Google hopes that Project Fi
will be the solution. The wireless network (the name is a nod to "Wi-Fi") launched in beta a year ago, but beginning last month, opened up to the public for widespread use.
Here's what makes using it different from a typical carrier's cellular network: Project Fi automatically connects you to the fastest network, whether that's Wi-Fi or one of Google's two partners on the project, Sprint and T-Mobile. Most normal carriers only give you their service as an option for a network connection and require you to make the choice between using Wi-Fi and data.
On top of that, with Fi, you'll only pay for exact amount of data that you use each month. If you use less than the data package that you purchased, you'll receive money back
. The most basic plan starts at $20 per month, which includes unlimited calls and texts. On top of that, you tack on $10 per 1 GB of data
you use. So, if you go with a 3 GB plan, you'll be paying $50 total and saving anywhere from $15 to $50 more than you would for some 3 GB plans offered by Verizon and AT&T — and that doesn't take into account money you'll get back if you don't end up using all 3 GB.
And if you travel internationally, there's even more good news: That data rate stays exactly the same in more than 120 countries
I put Project Fi to the test on the streets of New York and in my tiny apartment, which has terrible
cell service. (Every time I phone home, some sort of "Can you hear me now?" situation takes place.) With Fi, I tried an experiment: I made calls from my personal phone (an iPhone connected to my carrier, Verizon) and, moments later, a test Nexus 5X phone that had the Fi SIM card activated.
The difference wasn't drastic, but the connection using Fi was better. There were no scratchy background noises or dips in service and I didn't have to feel like the Verizon pitchman at any point during the call. The internet connection was also very
fast and connected to websites a full second or two faster.
When connected to my office Wi-Fi, Fi was also ever-so slightly speedier. As for the cellular network, I've never had a bad phone connection in-office, so there wasn't much of a difference when it came to calls.
The bad news is that Fi is currently only available on Nexus 6P, 5X, and 6 phones. So, if you're an iPhone user, you can't get your hands on it yet. Cue the sighs of frustration.
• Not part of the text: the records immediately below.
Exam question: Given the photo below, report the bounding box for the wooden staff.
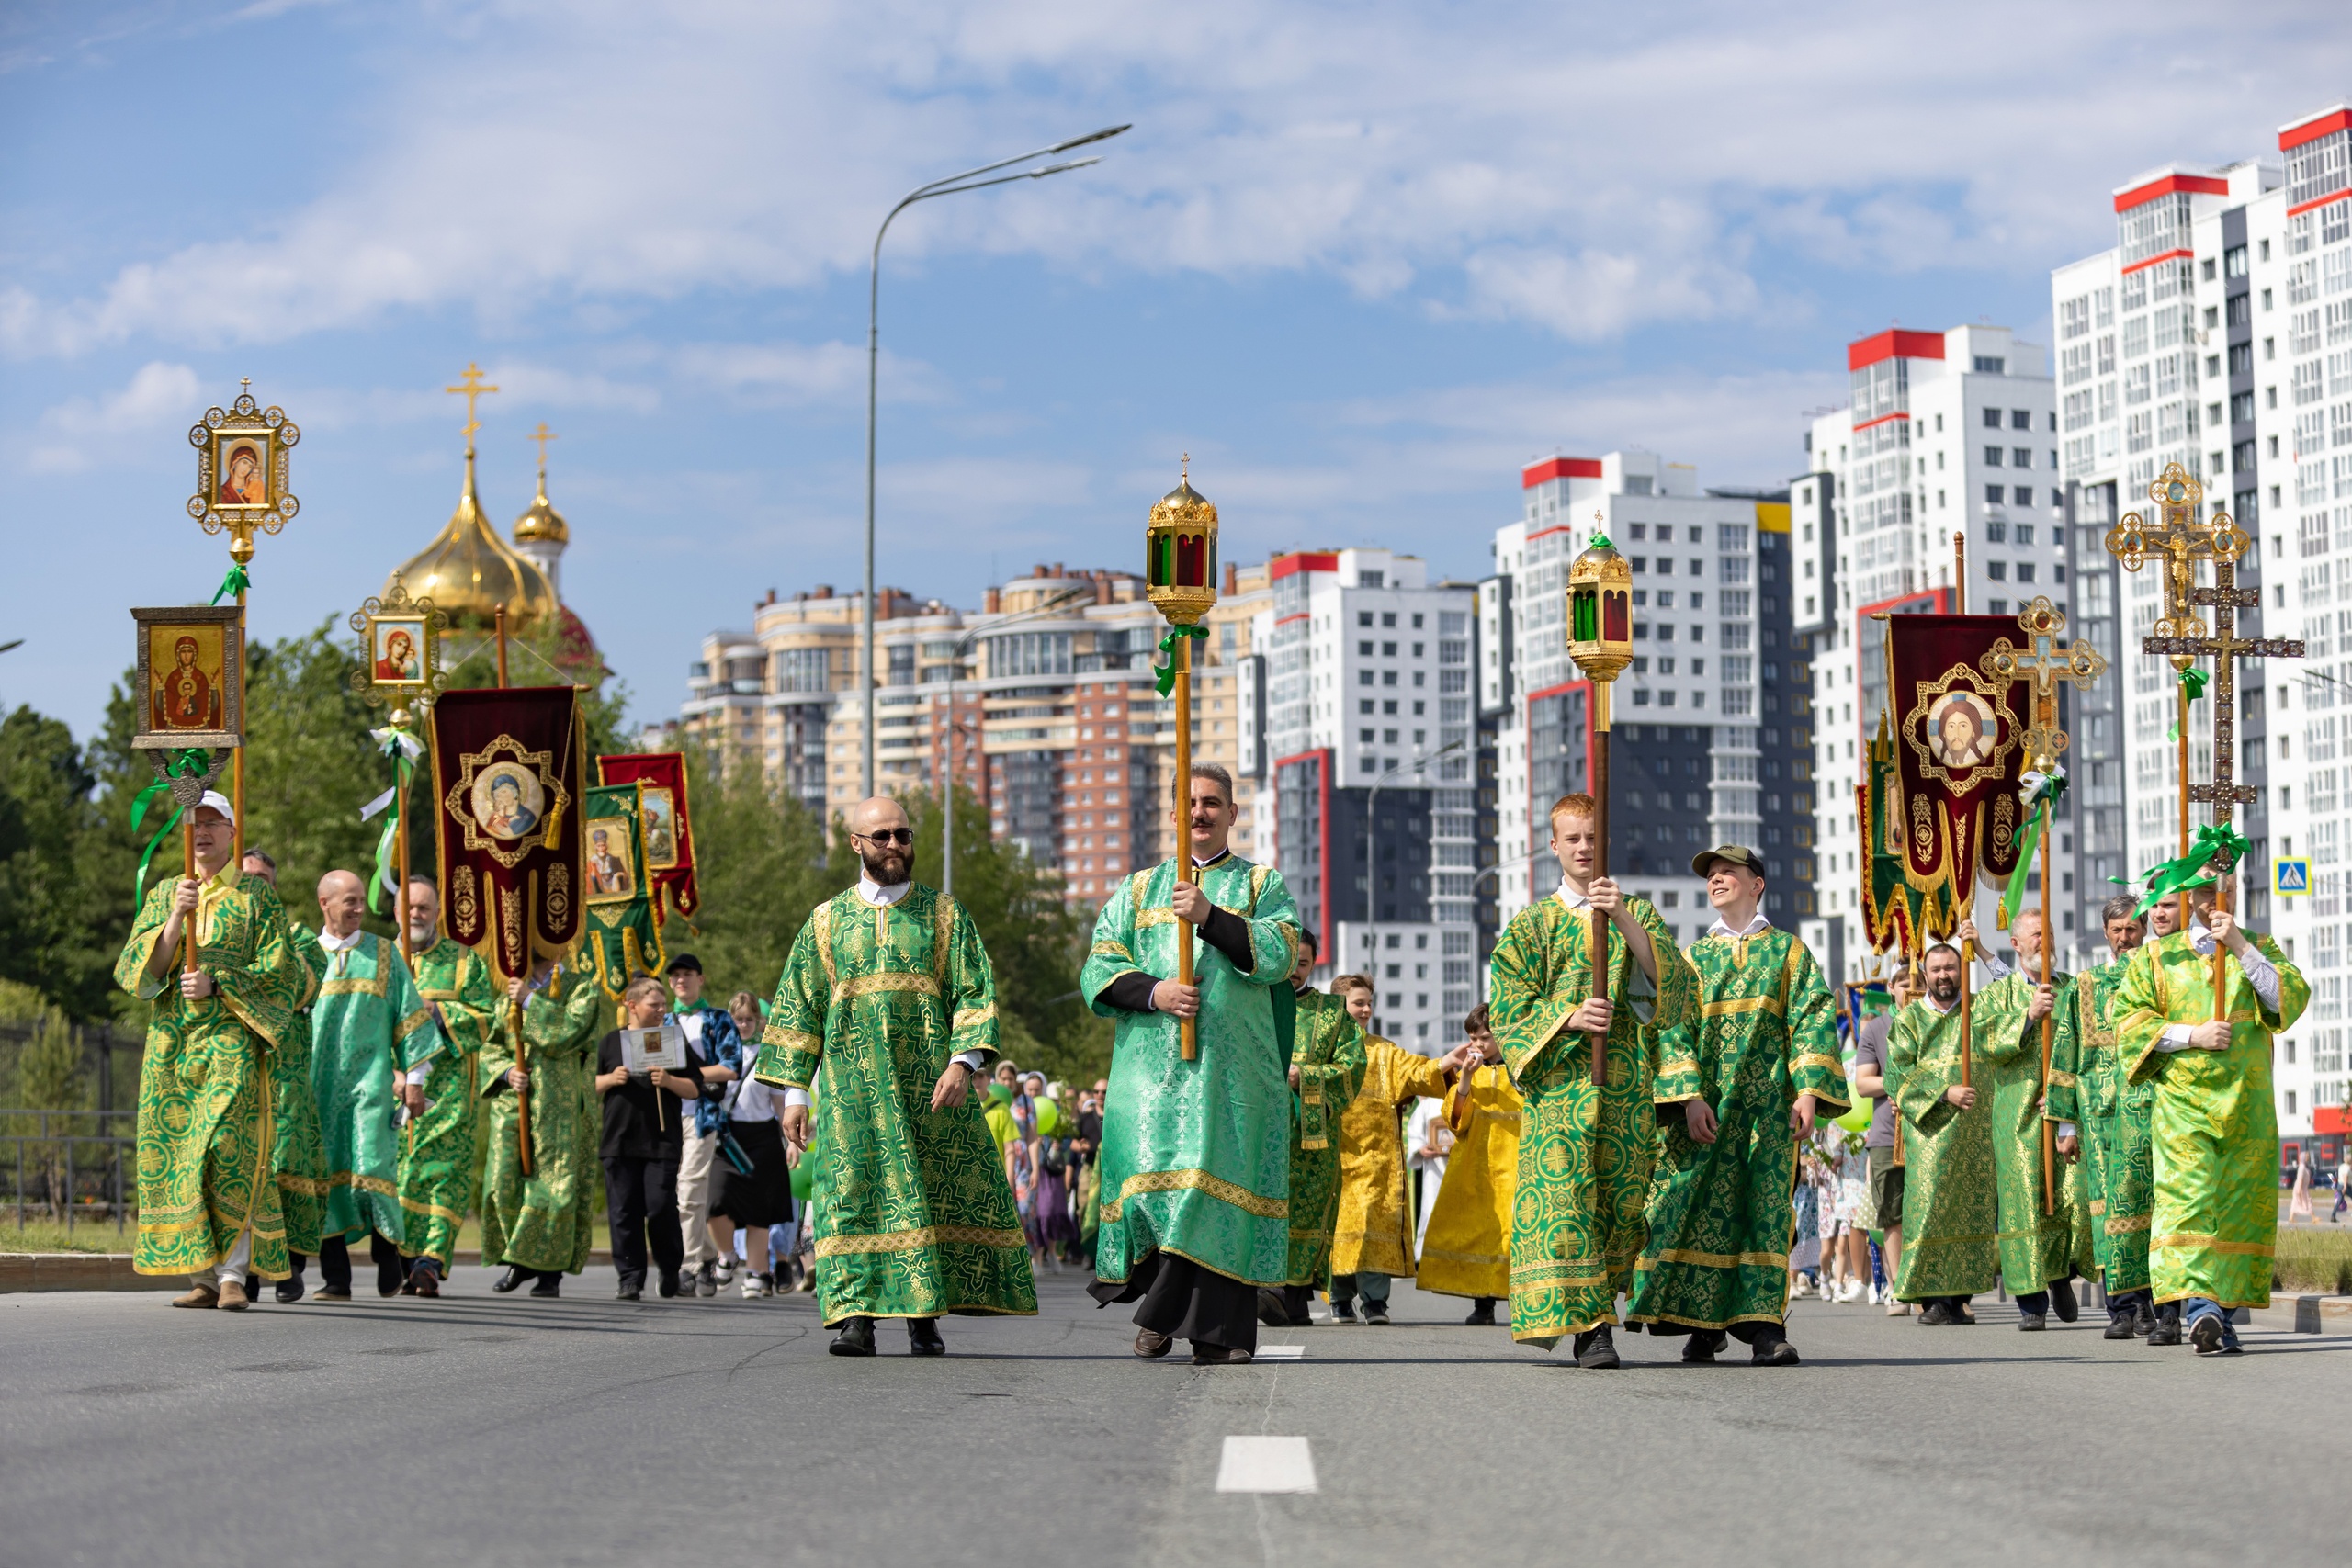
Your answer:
[1173,628,1197,1061]
[1588,728,1611,1088]
[182,804,201,978]
[494,602,512,687]
[2178,680,2193,941]
[2039,818,2056,1215]
[2211,859,2232,1021]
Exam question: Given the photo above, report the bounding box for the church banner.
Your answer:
[1883,615,2029,913]
[580,778,664,997]
[596,751,697,920]
[428,686,586,981]
[1858,713,1953,954]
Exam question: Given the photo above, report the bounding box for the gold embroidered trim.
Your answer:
[2151,1232,2271,1258]
[813,1224,1026,1258]
[277,1175,330,1196]
[814,901,837,993]
[762,1024,821,1054]
[398,1195,466,1224]
[1091,941,1134,960]
[1703,994,1784,1019]
[2047,1070,2079,1087]
[932,892,954,984]
[1646,1247,1789,1269]
[1791,1052,1844,1076]
[1101,1168,1287,1223]
[397,1007,432,1040]
[2105,1213,2152,1235]
[1510,1258,1610,1287]
[320,976,389,998]
[951,1003,997,1031]
[2088,1199,2108,1215]
[330,1172,401,1197]
[835,972,941,1002]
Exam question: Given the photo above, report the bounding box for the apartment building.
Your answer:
[1796,325,2082,980]
[1486,452,1812,948]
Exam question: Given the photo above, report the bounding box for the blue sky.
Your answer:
[5,0,2347,739]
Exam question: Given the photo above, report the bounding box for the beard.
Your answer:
[858,842,914,886]
[1928,981,1959,1004]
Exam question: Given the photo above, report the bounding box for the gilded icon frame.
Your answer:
[131,604,245,750]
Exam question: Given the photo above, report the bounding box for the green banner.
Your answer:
[579,779,664,998]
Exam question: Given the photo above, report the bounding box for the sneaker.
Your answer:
[741,1271,770,1299]
[714,1258,738,1287]
[695,1263,718,1298]
[2188,1314,2233,1356]
[2133,1298,2158,1337]
[2146,1310,2183,1347]
[1363,1301,1391,1325]
[2017,1311,2047,1332]
[616,1283,643,1302]
[1330,1300,1359,1325]
[1572,1325,1620,1369]
[1750,1329,1800,1366]
[1679,1327,1727,1362]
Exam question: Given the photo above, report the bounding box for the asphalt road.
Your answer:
[4,1267,2345,1568]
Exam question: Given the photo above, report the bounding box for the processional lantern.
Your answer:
[1563,519,1633,1089]
[1146,459,1218,1062]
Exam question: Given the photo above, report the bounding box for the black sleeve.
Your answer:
[1198,906,1254,971]
[1095,972,1159,1014]
[596,1031,624,1074]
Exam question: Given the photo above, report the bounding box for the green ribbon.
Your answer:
[2000,768,2068,928]
[2166,664,2208,741]
[130,748,214,897]
[1153,624,1209,697]
[2124,821,2252,919]
[1589,530,1616,550]
[210,561,251,605]
[363,726,421,914]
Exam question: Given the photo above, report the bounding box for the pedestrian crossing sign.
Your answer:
[2275,858,2311,897]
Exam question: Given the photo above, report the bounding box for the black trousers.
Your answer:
[321,1230,405,1293]
[604,1154,684,1291]
[1089,1249,1258,1352]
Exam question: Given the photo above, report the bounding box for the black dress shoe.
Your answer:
[492,1264,532,1294]
[616,1284,642,1302]
[1135,1327,1173,1358]
[2134,1298,2158,1337]
[657,1271,681,1299]
[1750,1330,1801,1366]
[528,1272,562,1299]
[2051,1276,2080,1323]
[1464,1300,1498,1326]
[275,1272,306,1305]
[2103,1312,2138,1339]
[1681,1327,1728,1361]
[2146,1310,2183,1347]
[1572,1325,1620,1369]
[908,1318,945,1357]
[830,1317,876,1357]
[1917,1302,1957,1326]
[1257,1289,1291,1327]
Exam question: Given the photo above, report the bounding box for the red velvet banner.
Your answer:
[595,751,697,921]
[1883,615,2029,911]
[428,687,586,980]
However, if you are looking at getting a new phone, the Fi-capable Nexus 5X and 6P are excellent. (You can check out our review, here
Ultimately, I'm still too attached to my iPhone to commit to a permanent switch that would allow me to use Project Fi. However, for those who are Android users already, looking for a cellular plan that won't charge you through the roof, frequent travelers, or who are so frustrated with the limitations of their carrier that they're willing to make a change, trying Fi on a Nexus phone is worth it.